Benedictine monk, historian and patrologist

Suitbert Bäumer (28 March 1845 – 12 August 1894) was a Benedictine monk and historian of the Breviary and a patrologist of the nineteenth century.

==Biography==
He was born at Haus Leuchtenberg, Kaiserswerth, in the Lower Rhine region of Germany. He studied at the universities of Bonn and Tübingen; in 1865 he entered the Benedictine Beuron Archabbey, then newly founded, and was ordained priest in 1869.

He spent the years 1875–90 at Maredsous Abbey in Belgium and at Erdington in England; in the latter year he returned to Beuron.
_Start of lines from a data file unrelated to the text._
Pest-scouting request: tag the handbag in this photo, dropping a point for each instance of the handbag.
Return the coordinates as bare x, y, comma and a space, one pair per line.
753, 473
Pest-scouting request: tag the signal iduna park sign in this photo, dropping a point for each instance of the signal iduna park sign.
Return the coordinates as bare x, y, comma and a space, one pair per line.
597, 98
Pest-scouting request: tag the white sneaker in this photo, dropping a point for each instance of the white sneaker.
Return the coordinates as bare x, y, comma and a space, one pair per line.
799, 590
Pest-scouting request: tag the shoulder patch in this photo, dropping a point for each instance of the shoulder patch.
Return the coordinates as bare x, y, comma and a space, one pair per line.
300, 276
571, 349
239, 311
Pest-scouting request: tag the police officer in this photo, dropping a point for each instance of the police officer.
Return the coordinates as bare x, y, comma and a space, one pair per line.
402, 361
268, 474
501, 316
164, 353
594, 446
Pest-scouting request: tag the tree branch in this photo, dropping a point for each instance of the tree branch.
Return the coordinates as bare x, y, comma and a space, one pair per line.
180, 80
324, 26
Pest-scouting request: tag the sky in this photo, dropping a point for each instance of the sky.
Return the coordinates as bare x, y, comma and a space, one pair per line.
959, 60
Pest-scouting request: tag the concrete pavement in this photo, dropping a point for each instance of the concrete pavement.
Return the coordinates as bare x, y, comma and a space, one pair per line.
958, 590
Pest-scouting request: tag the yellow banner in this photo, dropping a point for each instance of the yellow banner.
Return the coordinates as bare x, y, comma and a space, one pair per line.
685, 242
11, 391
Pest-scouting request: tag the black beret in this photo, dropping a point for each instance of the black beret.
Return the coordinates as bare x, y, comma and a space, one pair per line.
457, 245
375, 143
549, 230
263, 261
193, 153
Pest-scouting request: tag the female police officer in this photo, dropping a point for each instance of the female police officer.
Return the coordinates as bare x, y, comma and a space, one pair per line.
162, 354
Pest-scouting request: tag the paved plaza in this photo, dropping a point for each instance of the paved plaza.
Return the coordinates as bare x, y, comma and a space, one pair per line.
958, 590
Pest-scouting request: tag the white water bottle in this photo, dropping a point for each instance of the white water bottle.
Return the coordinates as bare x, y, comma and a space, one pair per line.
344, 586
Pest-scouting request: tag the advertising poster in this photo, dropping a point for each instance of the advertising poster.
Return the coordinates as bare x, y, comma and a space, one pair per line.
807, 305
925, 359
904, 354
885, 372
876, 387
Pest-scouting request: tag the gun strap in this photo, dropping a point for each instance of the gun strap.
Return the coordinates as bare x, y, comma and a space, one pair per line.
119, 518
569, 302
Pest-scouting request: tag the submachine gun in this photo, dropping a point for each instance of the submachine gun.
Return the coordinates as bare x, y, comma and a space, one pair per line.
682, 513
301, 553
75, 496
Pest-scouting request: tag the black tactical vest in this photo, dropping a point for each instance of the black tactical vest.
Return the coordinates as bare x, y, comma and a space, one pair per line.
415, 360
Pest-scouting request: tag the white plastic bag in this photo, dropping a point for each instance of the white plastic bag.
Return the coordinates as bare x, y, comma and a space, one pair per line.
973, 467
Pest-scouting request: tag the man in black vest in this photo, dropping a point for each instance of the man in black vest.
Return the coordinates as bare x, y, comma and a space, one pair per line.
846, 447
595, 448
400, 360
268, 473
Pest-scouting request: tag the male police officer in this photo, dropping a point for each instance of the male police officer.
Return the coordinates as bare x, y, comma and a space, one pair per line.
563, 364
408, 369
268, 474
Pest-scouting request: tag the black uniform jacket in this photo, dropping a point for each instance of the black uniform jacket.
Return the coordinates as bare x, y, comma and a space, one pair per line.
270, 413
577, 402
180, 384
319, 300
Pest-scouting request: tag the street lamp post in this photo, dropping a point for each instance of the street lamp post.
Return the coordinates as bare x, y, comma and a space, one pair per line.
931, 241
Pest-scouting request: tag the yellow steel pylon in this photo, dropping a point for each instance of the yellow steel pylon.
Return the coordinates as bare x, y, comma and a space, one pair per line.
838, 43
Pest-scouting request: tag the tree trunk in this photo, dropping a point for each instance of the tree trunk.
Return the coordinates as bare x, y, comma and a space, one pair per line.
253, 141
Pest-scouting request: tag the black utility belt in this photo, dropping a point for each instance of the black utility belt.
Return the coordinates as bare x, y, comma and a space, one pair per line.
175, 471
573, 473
Bäumer was long the critical adviser of the printing house of Desclée, Lefebvre and associates at Tournai, for their editions of the Missal, Breviary, Ritual, Pontifical, and other liturgical works.

He contributed a number of essays to reviews, e.g. on the Stowe Missal (the oldest liturgical record of the Irish Church) in the Zeitschrift für katholische Theologie (1892), on the author of the "Micrologus" (an important medieval liturgical treatise) in "Neues Archiv" (1893), on the "Sacramentarium Gelasianum" in the "Historisches Jahrbuch" (1893).

He also wrote a life of Mabillon (1892) and a treatise on the history and content of the Apostles' Creed (1893).

In his history of the Roman Breviary, Geschichte des Breviers: Versuch einer quellenmässigen Darstellung der Entwicklung des altkirchlichen u. des römischen Officiums bis auf unsere Tage (Freiburg i. Breisgau, Herder: 1895; French tr., R. Biron, Paris: 1905) he condensed the labours of several generations of students of the Breviary and critical results of the modern school of historical liturgists.

He died at Freiburg on 12 August 1894.